Remember Martin Luther King’s “I Have a Dream” speech? Powerful cadences and words pulling us forward into the future.
We desperately need a twenty-first century “I Have a Dream”, this time about changing our society’s way of living.
But — just as with King in his day — the ground must be prepared.
Do “I Have a Dream” in the 1940s, and it falls on deaf ears, never to be mentioned again. It would be just so far out of step with the average person that it literally “couldn’t be heard”.
Do “I Have a Dream” in the 1950s, and it’s heard, but not listened to. Reactions galore would set in, but the content would be ignored and buried.
Do it in 1963, after Little Rock (school integration), after freedom rides and bus trips, after marches? Now, at last, the message can be heard, listened to, acted upon. For every voice raised against, there are many raising voices for — and so, change finally comes. Not all at once, and not without struggle still, but the moment is ripe.
What we need, in 2012, before we can have a new “I Have a Dream” for our time that sticks, is to first acknowledge “I Had a Dream”.
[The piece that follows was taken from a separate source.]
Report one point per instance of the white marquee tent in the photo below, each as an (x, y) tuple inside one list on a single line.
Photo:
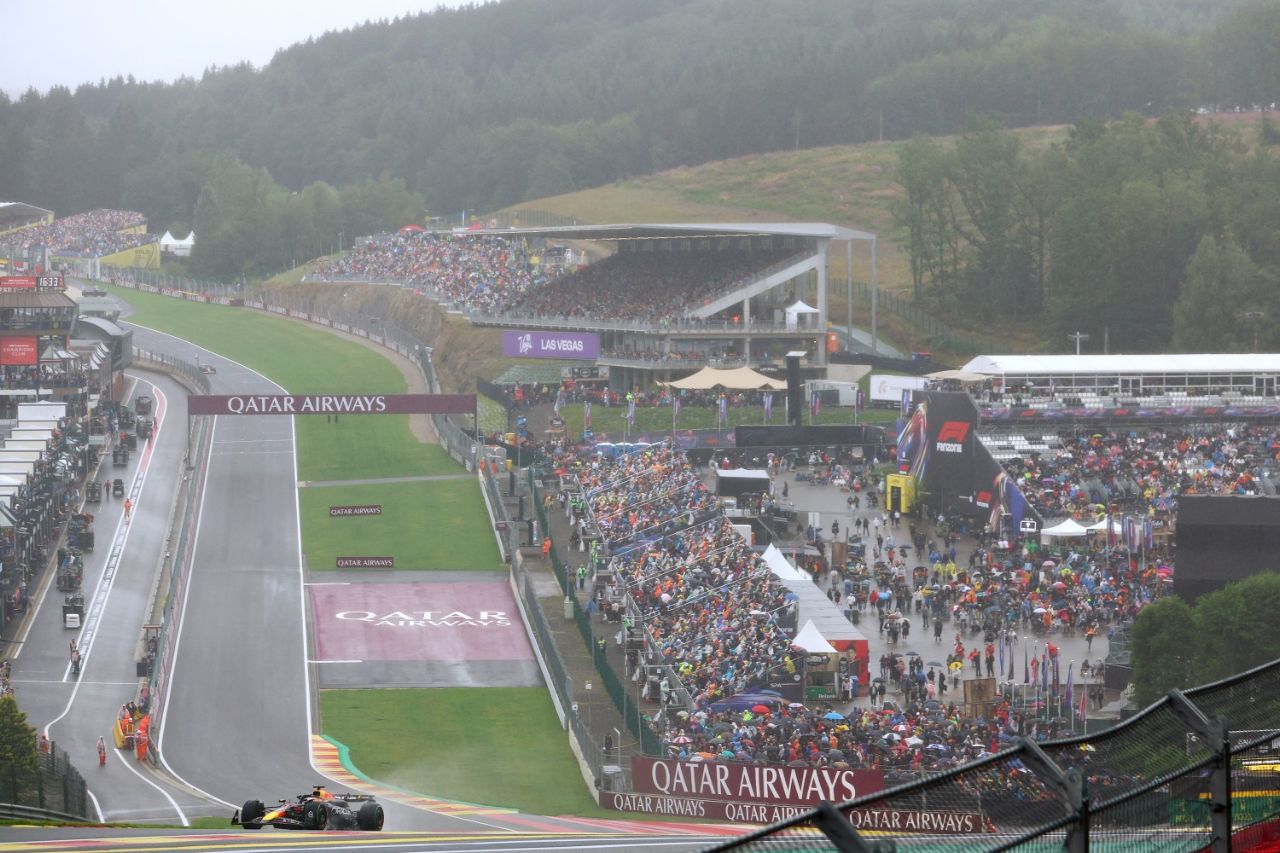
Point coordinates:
[(795, 310)]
What would an “I Had a Dream” have to say?
It would have to talk about the dream of endless growth. We all have an expectation that “ever onward and upward” is the natural order of things. We dream that next year we’ll make more than we do today, that our pensions will be worth more, that our investments will have gone up, that our countries are more important, that our companies are bigger, that our children will have more than we have had.
We’ve dreamed that there’s never a shortage of anything, that there’s always going to be more of the resources we need, that if supplies are getting tight then, no worries, technology will jump to the rescue, and higher prices will cause more to come to market (without hurting us in any way).
We’ve dreamed that our planet can absorb an infinite amount of rubbish, of smoke and exhaust, of dumping in our waters, of throwing our waste products out there, without effect and with an endless ability to clean it all up.
We’ve dreamed that “more” in our cities is all we need. Wider roads and the traffic will finally flow. Can’t see over the chap in front of you, get an SUV and “get elevated”. When we finally realise we’ve overgrown, subways can be instantly produced by magic and without costing us a penny.
We’ve dreamed all this, and more.
We’ve dreamed that the next new thing will always be there. We’ve dreamed that magic technologies can always be invented, that everything always does the job better than its predecessor. (That our railways operate at half the speed of the 1930s, and that it took until a few years ago to build a diesel engine as powerful as the steam engines diesels replaced, is ignored — as is the fact that nothing replaces light sweet crude oil for its properties.)
We’ve dreamed that a finite planet can support an infinitely expanding population. We’ve dreamed that nothing and no one could ever remove us from the pinnacles of our prior success. (We’ve dreamed we could bomb them into submission if they tried, and that they would submit.)
We’ve dreamed that all this was so true that we could build a whole fantasyland out of finances. Debts piled upon debts, but assets always secure and prices rising, with the elixir of growth covering the ever growing interest pile.
We’ve dreamed we could consume in advance of ever having produced, and even in place of it.
We’ve dreamed that our own little house would be worth millions, and that there’ll be a line of buyers with cheques in hand waiting to buy it when we want to sell, and that, at the same time, our children can live as we do in the neighbourhood and easily buy into it at an affordable price for someone starting out.
We’ve dreamed that we could snap our fingers and threaten to shift our “X” from this person to that, and that our politicians can wave magic wands and provide anything we want, while all the time having falling taxes.
Most of all, we’ve dreamed that none of this will ever change, that it will just get better and better.
All of this, and more, we have to give up. We have to walk away from all our ideas about prosperity, and growth, and endless wanting being fulfilled on the never-never plan of personal and political debt.
We have to start recognising limits, recognising the value of preservation, conservation, reducing, reusing, building for the long run and not a short fashion cycle.
We have, in other words, to know what our forebears knew. Growing knowledge, growing spirit, growing community ad infinitum is possible; exceeding your limits when it comes to things is not.
It is hard to say “I had a dream” and mean it. But it is what we must do, over and over again, until we believe it.
Only then can we say “I have a new dream” and have it be taken up.